Cada vez que digo que el equipo con el que trabajo es 100% femenino, suelo escuchar un comentario que puede resumirse así: «Uy, ¡qué complicadas son las mujeres!».
Hace un año, en un seminario internacional sobre revistas femeninas, la discusión más acalorada no fue sobre cómo formular carátulas más vendedoras o los desafíos de llevar nuestras publicaciones de papel hacia la era de Internet. La discusión más dinámica -y frustrante- ocurrió cuando alguien se atrevió a desafiar la idea de que «Donde hay mujeres hay quilombo».
Y, hace algunas semanas, cuando alguien vio la fotografía que hoy publicamos en la página 40 [de una mamá con sus cinco hijas pequeñas], exclamó: «¡Imagínate cuando todas lleguen a la adolescencia». Aclaremos algo: un grupo de mujeres es, en efecto, un potencial hervidero de hormonas. Un choque de estrógenos, una cofluencia de sensibilidades y emociones.
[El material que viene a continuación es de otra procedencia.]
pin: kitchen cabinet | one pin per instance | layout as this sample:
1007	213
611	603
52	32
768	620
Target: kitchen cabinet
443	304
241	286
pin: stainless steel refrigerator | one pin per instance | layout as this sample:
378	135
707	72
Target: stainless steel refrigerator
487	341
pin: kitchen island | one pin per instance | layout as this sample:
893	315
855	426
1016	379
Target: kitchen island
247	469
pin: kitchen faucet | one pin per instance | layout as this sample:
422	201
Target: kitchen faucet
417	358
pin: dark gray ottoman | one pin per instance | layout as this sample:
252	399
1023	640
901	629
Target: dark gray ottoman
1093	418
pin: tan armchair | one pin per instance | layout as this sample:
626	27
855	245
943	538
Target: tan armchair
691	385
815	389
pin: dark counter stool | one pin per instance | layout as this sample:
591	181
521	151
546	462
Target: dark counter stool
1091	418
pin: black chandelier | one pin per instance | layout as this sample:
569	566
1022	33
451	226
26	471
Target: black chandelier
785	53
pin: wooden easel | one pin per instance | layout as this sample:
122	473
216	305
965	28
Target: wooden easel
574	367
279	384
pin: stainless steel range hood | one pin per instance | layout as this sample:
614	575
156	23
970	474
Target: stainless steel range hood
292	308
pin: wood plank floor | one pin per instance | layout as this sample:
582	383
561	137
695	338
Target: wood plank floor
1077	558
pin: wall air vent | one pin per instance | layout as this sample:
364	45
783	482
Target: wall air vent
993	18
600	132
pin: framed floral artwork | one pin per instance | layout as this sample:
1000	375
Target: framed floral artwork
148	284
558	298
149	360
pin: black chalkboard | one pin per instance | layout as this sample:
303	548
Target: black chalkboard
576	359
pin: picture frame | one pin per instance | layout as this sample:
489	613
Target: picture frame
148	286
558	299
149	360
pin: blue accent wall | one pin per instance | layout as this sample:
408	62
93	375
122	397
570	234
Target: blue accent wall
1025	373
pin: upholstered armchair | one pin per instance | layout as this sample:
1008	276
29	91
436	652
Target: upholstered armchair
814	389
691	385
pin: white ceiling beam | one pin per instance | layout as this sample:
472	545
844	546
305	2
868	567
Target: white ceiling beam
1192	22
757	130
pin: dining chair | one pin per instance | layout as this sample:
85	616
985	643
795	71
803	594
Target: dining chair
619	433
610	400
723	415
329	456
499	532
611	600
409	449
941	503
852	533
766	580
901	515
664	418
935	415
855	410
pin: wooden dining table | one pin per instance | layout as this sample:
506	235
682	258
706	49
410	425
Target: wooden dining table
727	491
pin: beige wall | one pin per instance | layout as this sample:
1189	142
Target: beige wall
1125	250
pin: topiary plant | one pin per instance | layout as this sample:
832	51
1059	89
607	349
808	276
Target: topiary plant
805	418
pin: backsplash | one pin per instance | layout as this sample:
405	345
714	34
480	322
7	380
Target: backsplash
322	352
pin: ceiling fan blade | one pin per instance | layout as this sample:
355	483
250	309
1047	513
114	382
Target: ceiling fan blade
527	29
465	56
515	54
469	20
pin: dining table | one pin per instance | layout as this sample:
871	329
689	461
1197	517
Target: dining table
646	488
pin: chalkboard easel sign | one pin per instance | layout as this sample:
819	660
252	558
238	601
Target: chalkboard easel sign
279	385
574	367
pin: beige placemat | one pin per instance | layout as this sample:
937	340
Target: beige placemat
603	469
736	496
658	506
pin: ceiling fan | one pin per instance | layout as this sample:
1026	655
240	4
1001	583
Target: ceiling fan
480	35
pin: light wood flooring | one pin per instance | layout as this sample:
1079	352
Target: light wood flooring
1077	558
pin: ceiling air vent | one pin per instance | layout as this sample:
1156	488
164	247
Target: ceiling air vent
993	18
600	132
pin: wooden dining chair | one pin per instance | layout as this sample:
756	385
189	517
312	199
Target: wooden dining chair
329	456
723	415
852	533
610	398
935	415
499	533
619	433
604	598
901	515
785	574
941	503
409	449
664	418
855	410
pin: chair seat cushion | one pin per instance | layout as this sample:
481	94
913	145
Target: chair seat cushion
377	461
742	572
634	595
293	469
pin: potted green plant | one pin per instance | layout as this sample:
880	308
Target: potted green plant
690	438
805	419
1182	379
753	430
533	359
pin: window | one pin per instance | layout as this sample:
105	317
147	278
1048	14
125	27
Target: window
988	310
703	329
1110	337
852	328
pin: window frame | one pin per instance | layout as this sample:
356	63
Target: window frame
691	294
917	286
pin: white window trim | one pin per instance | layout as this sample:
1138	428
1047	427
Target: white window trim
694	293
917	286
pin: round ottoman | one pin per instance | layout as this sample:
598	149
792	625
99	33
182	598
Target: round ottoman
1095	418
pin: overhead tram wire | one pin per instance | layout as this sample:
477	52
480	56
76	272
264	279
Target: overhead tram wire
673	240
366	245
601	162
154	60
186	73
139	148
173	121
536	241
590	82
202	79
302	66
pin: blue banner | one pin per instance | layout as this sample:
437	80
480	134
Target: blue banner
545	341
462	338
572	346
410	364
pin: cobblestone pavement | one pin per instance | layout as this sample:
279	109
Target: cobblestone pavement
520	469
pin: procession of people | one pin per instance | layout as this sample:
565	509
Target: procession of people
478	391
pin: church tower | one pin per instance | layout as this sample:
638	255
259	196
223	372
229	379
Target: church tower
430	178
Es un hecho respaldado por la ciencia: «Por diseño evolutivo, estamos programadas para ser sensibles a nuestro medio ambiente, empáticas a las necesidades de nuestros hijos e intuitivas a las intenciones de nuestros compañeros», escribía a principios de este año la doctora Julie Holland, una psiquiatra neoyorquina que, a diferencia de muchos de sus colegas, está convencida de que hay demasiadas mujeres que por error, creen que necesitan tratamiento psiquiátrico.
Mujeres que toman una pastillita para calmarse los nervios y otra para conciliar el sueño puntualmente y abren un frasco con religiosa disciplina, porque no quieren que nadie las vea llorando en la oficina. ¿El resultado? Mujeres que, a cambio de sentirse siempre en control, intentan apaciguar con medicinas «la reacción normal a una serie de estresantes no naturales: vidas sin suficiente sueño, sol, nutrientes, movimientos y contacto visual».
Que no se me malinterprete, un diagnóstico psiquiátrico adecuado -y su tratamiento- puede ser la diferencia entre la vida y la muerte. Yo misma he sido beneficiaria de la ciencia detrás de un buen tratamiento psiquiátrico. Pero anestesiar nuestras emociones en lugar de aprender a manejarlas no debería ser nuestra primera alternativa. Porque sí, trabajar entre mujeres puede ser complicado, pero seguro que también es hacerlo entre puros hombres, por razones distintas. Lo inteligente y saludable no es acallar nuestras diferencias sino conocerlas y trabajar sobre ellas.